Patriot Perspective: Abroad

Taylor Gray, Contributing Writer

Summing up the experience of studying abroad is extraordinarily difficult; I have experienced many emotions, experiences and lessons.  Four years ago, when I received a scholarship that required me to study abroad, I was overjoyed.  I couldn’t wait to live in a different country and experience all it had to offer. Since that country was England, where they speak the same language, I did not feel nervous.  As time drew closer, however, reality began to set in.  I would very soon have to leave everything I knew: my family, friends, home and even familiar food.    I was leaving every comfort of home behind and starting from square one. Leaving everything behind was the hardest thing I have ever done. From that point on, I had only myself to rely on.

I can honestly say I have never truly lived on my own. Although I had an on-campus apartment, it was close enough to home that I could drive home for a good meal and visit.  If there is one thing I’ve learned, it is that living on your own is no joke.  Walking into an empty apartment is intimidating.  We don’t always realize how much we take for granted. No one really thinks about having to buy different types of pans and utensils until attempting to cook rice in a saucepan.  After the initial shock of being in a different county, it slowly became easier to get into a routine.  I made friends, found places I enjoyed and began classes.

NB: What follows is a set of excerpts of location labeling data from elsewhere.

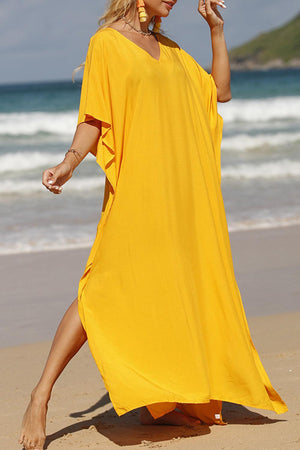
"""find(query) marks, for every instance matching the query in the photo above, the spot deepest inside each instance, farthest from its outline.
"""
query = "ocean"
(260, 161)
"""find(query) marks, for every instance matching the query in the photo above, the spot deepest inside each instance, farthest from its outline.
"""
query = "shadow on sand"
(127, 430)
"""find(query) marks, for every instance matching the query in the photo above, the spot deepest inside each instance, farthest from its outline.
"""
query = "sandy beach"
(36, 288)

So far, I have experienced many cultures.  I am living with girls from Finland, Holland, France and Russia. I have also met individuals from Korea, Switzerland, Japan, Ecuador, Poland, and Slovakia.  It is amazing to be in an area with such diversity.  My new friends’ perspectives on the U.S. and being able to share my opinions is interesting.  In fact, if I had a dollar for every time I was asked about Donald Trump, I could afford to fly back to the U.S. free of charge.

The class structure is quite different from back at home.  I am currently studying fine arts at DeMontfort University, and I did not know what courses I was enrolled in until the Friday before classes began.  Coming from the U.S., this created anxiety and worry, but it was nothing out of the ordinary for my British peers.  The classes only meet once a week, and all assignments are extremely vague.  This is done to foster creativity and independent thinking, but coming from the very stringent teaching style of the U.S., it has proven very difficult for me to adapt to this method.  Since the classes span a year rather than a semester, there are fewer assignments given and deadlines are much longer than those given back home.

One thing I noticed since day one is the huge difference in lifestyle.  The food is completely different.  There are days when all I want is pack of chicken minis from Chick-fil-a.  It has, however, forced me to step out of my comfort zone and learn how not to eat with the palette of a 6-year-old.  I have learned how to cook for myself and eat things that are better for me.  Overall, this experience has improved my lifestyle, and I plan to continue this once I am back in the U.S.

This experience has completely changed my outlook on life and taught me invaluable lessons, and I am only halfway through.  I will be traveling to Holland, France and Italy and hopefully will be able to squeeze in few more day trips around the U.K.  This experience has shown me how strong I can be and that I do have the ability to live on my own.  Of course, I still have rough days from time to time. However, I have learned so much already.  This is a once in a lifetime experience and will teach you more than you could imagine.  I encourage anyone who has the ability to take advantage of this opportunity and take on the challenge of studying abroad.